Germany: Termination of employment
Updating author: Dr Viktoria Winstel and Dr Timo Karsten, Osborne Clarke, Germany
Original author: Karen Ullmann
Consultant editor: Dr Jan Tibor Lelley, Buse Heberer Fromm
- Statutory minimum notice periods apply to the termination of employment contracts. (See Notice periods)
- There are various rules regarding how employment may be terminated and for what reasons. (See Unfair dismissal - general)
- If a specific job is eliminated due to a business decision, the employer may dismiss the employee on operational grounds. (See Unfair dismissal - operational grounds)
- An employer must give a warning that it will no longer tolerate an employee's misconduct before dismissing on this ground, save in cases of gross misconduct. (See Unfair dismissal - conduct-related grounds)
- If an employee is no longer able to fulfil the requirements of the job because of a deficiency in his or her attributes and aptitudes, the employer may dismiss the employee fairly. (See Unfair dismissal - grounds related to the employee's person)

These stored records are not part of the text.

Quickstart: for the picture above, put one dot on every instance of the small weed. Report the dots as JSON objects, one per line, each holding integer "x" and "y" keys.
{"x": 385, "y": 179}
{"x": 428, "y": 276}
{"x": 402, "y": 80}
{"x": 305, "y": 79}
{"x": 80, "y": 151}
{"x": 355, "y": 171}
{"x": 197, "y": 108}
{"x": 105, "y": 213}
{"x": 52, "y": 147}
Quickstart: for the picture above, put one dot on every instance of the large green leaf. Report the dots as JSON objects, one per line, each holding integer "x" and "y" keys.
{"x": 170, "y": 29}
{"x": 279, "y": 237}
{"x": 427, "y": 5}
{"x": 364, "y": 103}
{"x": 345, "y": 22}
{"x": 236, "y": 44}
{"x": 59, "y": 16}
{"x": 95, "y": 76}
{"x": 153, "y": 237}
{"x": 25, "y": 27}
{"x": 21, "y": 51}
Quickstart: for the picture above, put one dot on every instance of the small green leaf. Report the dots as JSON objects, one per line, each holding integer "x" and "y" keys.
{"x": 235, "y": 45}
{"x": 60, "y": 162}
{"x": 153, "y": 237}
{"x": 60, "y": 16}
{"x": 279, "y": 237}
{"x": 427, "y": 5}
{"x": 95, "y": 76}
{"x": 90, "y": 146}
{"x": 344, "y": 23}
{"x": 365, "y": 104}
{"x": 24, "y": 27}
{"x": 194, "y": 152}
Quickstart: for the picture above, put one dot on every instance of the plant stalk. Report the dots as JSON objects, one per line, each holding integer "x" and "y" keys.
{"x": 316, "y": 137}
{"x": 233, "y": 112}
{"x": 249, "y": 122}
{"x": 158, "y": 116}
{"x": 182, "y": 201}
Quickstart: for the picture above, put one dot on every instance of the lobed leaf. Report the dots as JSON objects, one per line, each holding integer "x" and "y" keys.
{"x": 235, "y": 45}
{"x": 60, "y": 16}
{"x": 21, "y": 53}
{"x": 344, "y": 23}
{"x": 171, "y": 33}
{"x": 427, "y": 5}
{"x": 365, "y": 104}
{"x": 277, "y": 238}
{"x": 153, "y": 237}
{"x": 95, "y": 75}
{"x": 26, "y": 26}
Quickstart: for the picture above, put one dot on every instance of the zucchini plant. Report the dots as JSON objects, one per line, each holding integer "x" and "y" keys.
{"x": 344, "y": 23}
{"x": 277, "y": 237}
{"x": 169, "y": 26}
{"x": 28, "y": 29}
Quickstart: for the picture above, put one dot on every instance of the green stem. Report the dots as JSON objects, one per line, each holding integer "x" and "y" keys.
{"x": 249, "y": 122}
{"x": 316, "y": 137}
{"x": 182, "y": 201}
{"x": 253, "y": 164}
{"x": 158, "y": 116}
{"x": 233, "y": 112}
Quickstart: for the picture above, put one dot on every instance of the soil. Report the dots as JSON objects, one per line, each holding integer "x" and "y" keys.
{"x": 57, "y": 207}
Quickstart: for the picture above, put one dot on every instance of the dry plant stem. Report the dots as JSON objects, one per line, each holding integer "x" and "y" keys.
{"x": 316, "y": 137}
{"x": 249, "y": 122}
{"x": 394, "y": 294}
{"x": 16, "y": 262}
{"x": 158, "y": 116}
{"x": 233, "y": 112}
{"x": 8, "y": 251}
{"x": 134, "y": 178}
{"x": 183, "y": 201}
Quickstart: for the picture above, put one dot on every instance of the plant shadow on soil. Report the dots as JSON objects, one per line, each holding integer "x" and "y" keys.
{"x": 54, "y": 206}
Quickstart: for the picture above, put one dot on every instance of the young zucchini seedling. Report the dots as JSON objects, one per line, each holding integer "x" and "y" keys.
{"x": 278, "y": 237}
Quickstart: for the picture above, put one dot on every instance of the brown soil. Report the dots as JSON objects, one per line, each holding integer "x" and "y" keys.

- There are various rules regarding dismissals on the ground of redundancy. (See Redundancy rights)
- The statutory pensionable age is 67. However, for those individuals born prior to 1964, there are incremental stages of retirement up to the age of 67. (See Retirement)
- On termination of an employment contract, the employee is entitled to receive a basic reference from the employer with certain information. (See References)
- Employers are free to agree on post-termination confidentiality clauses, but they must take reasonable steps to protect trade secrets. (See Post-termination confidentiality clauses)
Statutory minimum notice periods apply to the termination of employment contracts. The minimum notice period for termination by either party is four weeks to the middle or the end of a calendar month, or two weeks during a probationary period. In the case of dismissal by the employer, the minimum notice period increases with the employee's length of service. The minimum notice period (always to the end of the month) is:
- one month after two years' service with the employer;
- two months after five years' service;
- three months after eight years' service;
- four months after 10 years' service;
- five months after 12 years' service;
- six months after 15 years' service; and
- seven months after 20 years' service.
The European Court of Justice and the German Federal Labour Court have ruled that service years before the age of 25 count towards the calculation of the notice period.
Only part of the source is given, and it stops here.